Photo: Sarah GoodyearA lot of people I know didn’t have to go to work yesterday. The Blizzard of 2010 — Snowmageddon, Snowpocalypse, Tsnownami, or whatever you want to call it — was a storm that lived up to its hype for once. It shut down much of the New York City subway system and rendered the city’s streets impassable to motor vehicles, including buses. If you couldn’t walk to work, you couldn’t show up. And even walking was tough. (Some intrepid souls did bike.)
I, however, had no problem getting to my desk. I just walked downstairs and turned on my computer. No snow day for me. Sigh.
I’m one of between 20 and 30 million Americans who works from home at least one day a week, according to the Telework Research Network. Earlier this month, President Obama signed the Telework Enhancement Act, which will encourage telecommuting for federal employees through a number of measures.
Nicole Belson Goluboff, a lawyer who writes frequently on this topic, has some ideas for how even more could be done to promote working from home, including tax breaks for workers and employees.

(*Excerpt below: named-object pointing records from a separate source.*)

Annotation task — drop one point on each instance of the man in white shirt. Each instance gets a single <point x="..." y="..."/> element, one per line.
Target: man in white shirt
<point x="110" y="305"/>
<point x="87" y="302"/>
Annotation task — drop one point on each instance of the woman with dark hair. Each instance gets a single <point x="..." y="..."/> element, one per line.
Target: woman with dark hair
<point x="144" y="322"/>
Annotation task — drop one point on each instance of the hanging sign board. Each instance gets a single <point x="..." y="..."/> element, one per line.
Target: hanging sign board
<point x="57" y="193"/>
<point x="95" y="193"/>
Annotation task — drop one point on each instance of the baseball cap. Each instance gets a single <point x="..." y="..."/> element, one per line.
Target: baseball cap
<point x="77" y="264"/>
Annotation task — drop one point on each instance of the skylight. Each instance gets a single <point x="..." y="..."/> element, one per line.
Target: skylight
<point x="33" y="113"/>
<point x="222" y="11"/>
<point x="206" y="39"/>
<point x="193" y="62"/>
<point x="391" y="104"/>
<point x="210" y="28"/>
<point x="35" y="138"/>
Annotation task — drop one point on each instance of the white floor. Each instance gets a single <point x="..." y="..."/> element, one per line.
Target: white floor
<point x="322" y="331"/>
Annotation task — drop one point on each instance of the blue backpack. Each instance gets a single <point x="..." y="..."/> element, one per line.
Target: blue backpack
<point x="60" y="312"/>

One of Goluboff’s most intriguing proposals would require states to promote telework in order to qualify for transportation infrastructure funding. She writes at New Geography:
By reducing the demand for roads and mass transit, telecommuting minimizes the cost of repair, maintenance and expansion of such infrastructure. Before the federal government subsidizes state and local transportation investments, the funding recipients should be compelled to mitigate costs by promoting telework.
In these lean economic times, telework makes a lot of financial sense. The Telework Research Network estimates that if 40 percent of the American work force worked from home half the time, it could save the country’s businesses $700 billion annually — and result in a 50 million ton reduction in greenhouse gas emissions. It could mean 1,500 fewer traffic deaths each year.
Telework also increases the resiliency of a city — which will be crucial in a future of diminishing resources and climate change.
All of which seems terribly relevant in New York this week, where a lot of questions are being raised about just why this storm has resulted in such paralysis (including several subway trains stranded for hours and lines of city buses stuck in the street). After all, this is a city that gets its fair share of snow. We had a bigger storm back in 2006. But the streets this time are the worst I’ve ever seen them.
Budget cuts may be to blame, at least in part. As Alison Kilkenny of Citizen Radio points out on her blog, Unreported, New York’s sanitation department — which is responsible for clearing the city’s streets in a storm — is down by some 400 workers from last year’s staffing levels:
Pre-cuts, NYC was able to handle a larger storm in a relatively smooth fashion. Post-cuts, it’s snowpocalypse. I walked a single city block this morning and saw an abandoned bus in the middle of a major Brooklyn intersection, and the intersection was nearly impassable for pedestrians. And it’s been more than 24 hours since the storm hit. That’s very unusual for New York City. The sanitation workers (when there are enough of them) are very good about digging us out in a quick fashion. Not this time. That should serve as a warning flare.
You can’t plow a city’s streets by telecommuting. But plenty of people can get their jobs done from home — even if they are wearing pajamas while they work.